Synthesis and apoptotic activity of new pyrazole derivatives in cancer cell lines.

Author information

1
Department of Pharmaceutical Chemistry, Faculty of Pharmacy, 'Carol Davila' University of Medicine and Pharmacy, Traian Vuia 6, Bucharest 020956, Romania. Electronic address: nitulescu_mihai@yahoo.com.
2
C.D. Nenitzescu Institute of Organic Chemistry, 202B Spl. Independentei, Bucharest 060023, Romania.
3
Department of Pharmaceutical Chemistry, Faculty of Pharmacy, 'Carol Davila' University of Medicine and Pharmacy, Traian Vuia 6, Bucharest 020956, Romania.
4
Stefan S Nicolau Institute of Virology, 285 Mihai Bravu Avenue, Bucharest 030304, Romania.

Abstract

We designed and synthesized new pyrazole thiourea chimeric derivatives and confirmed their structures by NMR and IR spectra. Apoptotic effects were studied in human cancer cells. The N-[(1-methyl-1H-pyrazol-4-yl)carbonyl]-N'-(3-bromophenyl)-thiourea compound (4b) exhibited the highest apoptosis-inducing effect. Compound 4b and the thiazole derivatives, 5b and 6b, increased the expression of tumor necrosis factor receptors TRAIL-R2 and TRAIL-R1, accompanied by down-modulation of pro-caspase 3 levels, and the augmentation of cleaved caspase 3. They also reduced the levels of apoptosis inhibitory proteins and the expression of the heat-shock proteins Hsp27 and Hsp70. All the tested pyrazole derivatives induced a concentration-dependent increase of cells in G2/M phases.

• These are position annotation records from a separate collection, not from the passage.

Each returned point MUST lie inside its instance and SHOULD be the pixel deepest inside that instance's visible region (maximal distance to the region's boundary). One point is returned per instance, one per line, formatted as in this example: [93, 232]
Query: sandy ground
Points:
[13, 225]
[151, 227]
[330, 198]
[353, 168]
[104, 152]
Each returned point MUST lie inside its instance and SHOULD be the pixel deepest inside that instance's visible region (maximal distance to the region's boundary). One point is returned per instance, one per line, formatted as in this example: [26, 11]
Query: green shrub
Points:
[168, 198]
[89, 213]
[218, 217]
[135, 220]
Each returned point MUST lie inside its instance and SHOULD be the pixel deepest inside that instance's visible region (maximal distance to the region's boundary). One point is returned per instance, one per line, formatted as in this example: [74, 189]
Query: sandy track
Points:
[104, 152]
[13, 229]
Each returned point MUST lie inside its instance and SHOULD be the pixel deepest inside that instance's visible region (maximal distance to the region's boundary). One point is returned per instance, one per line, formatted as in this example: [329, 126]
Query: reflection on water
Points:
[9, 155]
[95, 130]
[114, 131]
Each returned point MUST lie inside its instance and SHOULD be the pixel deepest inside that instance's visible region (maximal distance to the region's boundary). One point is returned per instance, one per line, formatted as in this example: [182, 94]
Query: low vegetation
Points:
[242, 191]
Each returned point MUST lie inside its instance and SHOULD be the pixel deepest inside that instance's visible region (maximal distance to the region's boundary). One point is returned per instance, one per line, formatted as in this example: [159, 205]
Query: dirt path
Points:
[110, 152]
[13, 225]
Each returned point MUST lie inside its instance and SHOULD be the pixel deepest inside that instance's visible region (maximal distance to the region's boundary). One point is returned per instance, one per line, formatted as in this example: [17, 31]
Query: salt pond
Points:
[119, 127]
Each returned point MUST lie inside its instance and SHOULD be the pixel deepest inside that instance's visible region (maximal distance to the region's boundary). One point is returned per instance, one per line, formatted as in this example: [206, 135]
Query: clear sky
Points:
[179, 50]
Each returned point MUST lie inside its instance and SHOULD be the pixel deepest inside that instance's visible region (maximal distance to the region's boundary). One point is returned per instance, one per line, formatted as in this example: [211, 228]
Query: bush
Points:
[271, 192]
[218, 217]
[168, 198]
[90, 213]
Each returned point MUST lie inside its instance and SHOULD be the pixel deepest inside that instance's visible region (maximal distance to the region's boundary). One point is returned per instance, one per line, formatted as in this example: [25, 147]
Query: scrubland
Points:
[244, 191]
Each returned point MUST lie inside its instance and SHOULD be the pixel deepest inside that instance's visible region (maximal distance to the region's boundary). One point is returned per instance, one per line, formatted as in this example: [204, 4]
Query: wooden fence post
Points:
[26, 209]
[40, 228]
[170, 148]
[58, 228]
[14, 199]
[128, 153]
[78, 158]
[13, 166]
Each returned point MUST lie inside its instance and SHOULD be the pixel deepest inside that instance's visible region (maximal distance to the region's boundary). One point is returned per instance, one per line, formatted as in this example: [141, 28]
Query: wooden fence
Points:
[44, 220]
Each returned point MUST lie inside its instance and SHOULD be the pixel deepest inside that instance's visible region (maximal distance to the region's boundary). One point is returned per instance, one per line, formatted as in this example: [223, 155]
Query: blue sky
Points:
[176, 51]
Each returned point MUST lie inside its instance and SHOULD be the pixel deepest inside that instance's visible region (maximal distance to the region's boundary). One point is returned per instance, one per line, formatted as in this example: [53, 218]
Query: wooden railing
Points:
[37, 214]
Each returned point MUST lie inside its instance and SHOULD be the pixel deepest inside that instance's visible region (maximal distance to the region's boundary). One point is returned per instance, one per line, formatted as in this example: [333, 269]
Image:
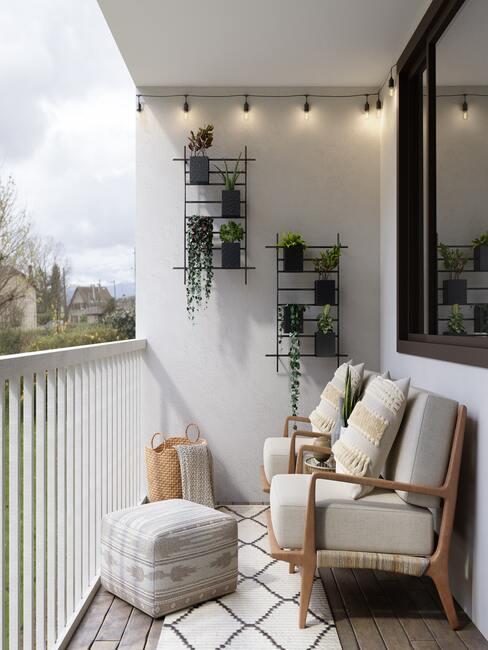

The analysis of the experimental data indicates the reduction of Akt phosphorylation as the most probable cellular mechanism of action for the tested compounds. The in vitro study indicated that compound 4b could be a promising anti-cancer drug, to be further developed in animal models of cancer.

KEYWORDS:

Akt; Apoptosis; Cell cycle; IAP; Pyrazole; TRAIL-R2

PMID:
26193760
DOI:
10.1016/j.bmc.2015.07.010
[Indexed for MEDLINE]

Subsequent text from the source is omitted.